En ese contexto tan cosmopolita, la empanada tica no está sola; desde hace muchos años se rompió su monopolio culinario y ahora compite con tres fuertes rivales.
“La empanada es una comida que tiene muchas variaciones y que representa muchas costumbres culturales de los países. Además, es muy asequible y popular, cercana a la gente”, dijo el chef Róger Bustamante.
Las empanadas, según el país, son diferentes en forma, preparación, consistencia y sabor. En Costa Rica, por ejemplo, la empanada tradicional se hace frita y con harina de maíz se prepara la masa.
“Una de las principales características de la empanada tica es que tiene múltiples rellenos.

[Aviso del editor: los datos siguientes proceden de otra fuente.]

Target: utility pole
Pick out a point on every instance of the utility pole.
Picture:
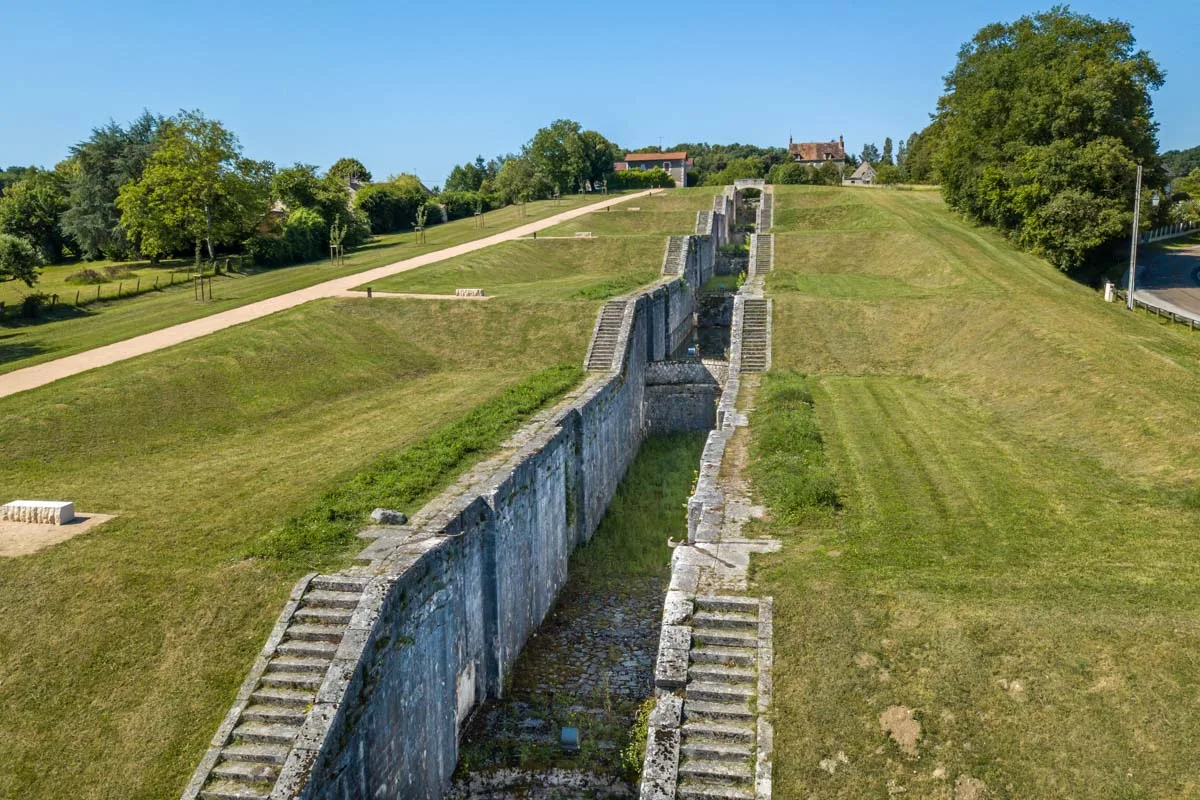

Eso no la tienen las empanadas de otros países, que principalmente son a base de carnes”, dijo Mariela Coto, una conocida cocinera de la zona de Abangares.
Coto se refiere a que usted puede encontrar una empanada tica de carne mechada, pero, además, la puede saborear con queso, frijol molido, picadillo de papa u otros vegetales.
Eso sin mencionar las populares empanadas de época, que al horno y con harina de trigo dan cabida, en Semana Santa, a rellenos como el famoso chiverre o las jaleas.
En algunas cosas, la empanada local se asemeja a la versión colombiana, aunque la diferencia fundamental está en el tamaño, grosor y la consistencia de la masa.
“En Colombia, a diferencia de Costa Rica, las hacemos de maíz cascado, son más pequeñas y las rellenamos de pollo y carne para mechar. Además les ponemos papa majada”, explicó Jairo Jara, del restaurante Don Lucho y Jairo.
“Además, nuestras empanadas son más tostadas y crocantes. Son como papas fritas”, agregó Jara.
Jara agregó que la consistencia crocante de la empanada colombiana se debe al tiempo de cocción, temperatura del aceite y la masa.
“A la masa le agregamos polvo de hornear y sal. Para darle más sabor le agregamos guiso (caldo) de carne”, finalizó Jara.
“La empanada argentina la hacemos al horno. La carne es la base con la cual se prepara y se saltea con sabores muy distintos, muy argentinos”, dijo José Ronaldo Sequeira, chef del restaurante argentino Aquí es! , ubicado en Paseo Colón.
La carne de la empanada argentina puede ir preparada con queso
“La cebolla caramelizada se prepara a base de aceituna, azúcar, orégano y queso
Para Sequeira, una de los secretos de la empanada argentina es el cuidado al preparar la masa, pues se le agrega mantequilla y debe dejarse un tiempo en refrigeración.
“Algo que caracteriza nuestra empanada es el repulgue, que es una marca utilizada para poder identificar su sabor. El repulgue se ubica en el cierre de la empanada”, dijo Matías Villegas, propietario de Aquí es!
“El pino chileno es una mezcla conformada por cebolla y carne picada a cuadros. Lleva, además, huevo duro, aceituna negra, pasas y distintas especias, que corresponden al llamado sabor de la abuela, es decir, es el secreto”, dijo la chilena Viviana Muñoz, de Empanadas Santa Sofía.
Las empanadas chilenas son saladas, aunque las pasas le dan un piquete dulce al paladar.
“La empanada colombiana es frita y absorbe mucho aceite. En cambio la chilena es baja en grasa y es la única en el mundo que tiene pino en el relleno”, dijo con orgullo Muñoz.
Según Muñoz, la diferencia con la empanada horneada argentina, radica en que la chilena tiene una masa más casera, pues se cocina en hornos de barro muy tradicionales.